The northwestern region of India borders Pakistan in two important areas, the Punjab Plain and the Thar Desert. The Punjab Plain is located in the northern Punjab Region of India. It encompasses two distinct areas, the Punjab Plain itself and the Shivalik Strip. The Shivalik Strip refers to a hilly area made up of clays, silts and conglomerate rocks in the region of India that outlines the bottom of the Westerly Himalayas.
This hilly area is called the Shivalik Hills, and it is rich in deposits that it collects from the many rivers and streams that run through this region. Basically, the Shivalik Strip is the separation point between the Western Himalayas and the Punjab Plains, which makes it a defining section of India geography. Just west of the Shivalik Strip is the Punjab Plain.

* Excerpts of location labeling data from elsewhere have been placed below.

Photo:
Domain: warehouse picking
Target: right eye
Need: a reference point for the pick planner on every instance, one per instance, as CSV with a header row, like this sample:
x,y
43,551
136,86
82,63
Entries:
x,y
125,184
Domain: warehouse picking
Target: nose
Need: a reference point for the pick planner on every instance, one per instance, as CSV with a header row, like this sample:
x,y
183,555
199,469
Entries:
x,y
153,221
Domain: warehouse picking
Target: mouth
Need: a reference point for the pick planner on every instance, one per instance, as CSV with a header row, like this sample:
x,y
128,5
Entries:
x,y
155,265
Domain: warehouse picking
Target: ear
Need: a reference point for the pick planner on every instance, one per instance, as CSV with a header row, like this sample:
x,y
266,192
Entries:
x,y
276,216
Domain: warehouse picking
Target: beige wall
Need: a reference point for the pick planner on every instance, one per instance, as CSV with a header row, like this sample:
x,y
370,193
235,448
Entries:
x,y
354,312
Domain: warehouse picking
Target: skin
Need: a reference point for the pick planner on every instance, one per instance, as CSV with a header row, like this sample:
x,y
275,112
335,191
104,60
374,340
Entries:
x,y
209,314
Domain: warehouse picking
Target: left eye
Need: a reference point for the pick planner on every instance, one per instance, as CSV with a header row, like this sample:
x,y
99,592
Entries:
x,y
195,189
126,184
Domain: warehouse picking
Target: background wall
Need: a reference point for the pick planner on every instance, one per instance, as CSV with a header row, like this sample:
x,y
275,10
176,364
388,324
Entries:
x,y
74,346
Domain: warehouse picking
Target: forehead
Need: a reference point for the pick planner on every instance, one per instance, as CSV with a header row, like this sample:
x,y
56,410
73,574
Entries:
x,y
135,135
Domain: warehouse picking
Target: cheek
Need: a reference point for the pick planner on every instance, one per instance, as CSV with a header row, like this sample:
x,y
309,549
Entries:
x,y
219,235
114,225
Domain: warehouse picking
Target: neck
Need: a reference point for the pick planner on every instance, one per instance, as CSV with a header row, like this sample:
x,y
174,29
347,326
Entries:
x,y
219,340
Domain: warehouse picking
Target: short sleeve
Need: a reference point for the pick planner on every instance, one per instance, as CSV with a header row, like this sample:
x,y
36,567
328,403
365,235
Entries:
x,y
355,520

The Punjab Plain includes the states of Punjab and Haryana and is vitally important in agriculture of India Geography. It's also the western part of Pakistan's Northern Plain, which was formed by the Indus River, and its related river systems.
A lot of cereal and cotton is grown here due to the loose, mineral rich soil that was created by deposits of the river systems. This vast Plain measures at roughly 35,000 square miles, making it one of the most fertile land areas named in the geography of India.
The Thar Desert is sometimes referred to as the Great Indian Desert. Based on India Geography, it lies just southwest of the Punjab Plain and is the second part of India's land structure that shares a border with Pakistan. As you may have guessed, it's a vast arid region in India's Northwest region; it covers more than 90,000 square miles and ranks as the seventh largest subtropical desert in the world. It is basically impossible to discuss the geography of India, without mentioning the Thar Desert.
The Thar Desert is mostly located in the Indian State of Rajasthan, but extends northbound to the southern parts of the Haryana and Punjab states, and into the northern part of the Gujarat state as well. This desert is especially important in the ancient history of India because, thousands of years ago, the Mohenjo Daro and Harappa cultures emerged here as two of mankind's first human civilizations, started Ancient India Culture.
As you read through more about Indian culture, you will be able to clearly understand how India geography played a role in the culture.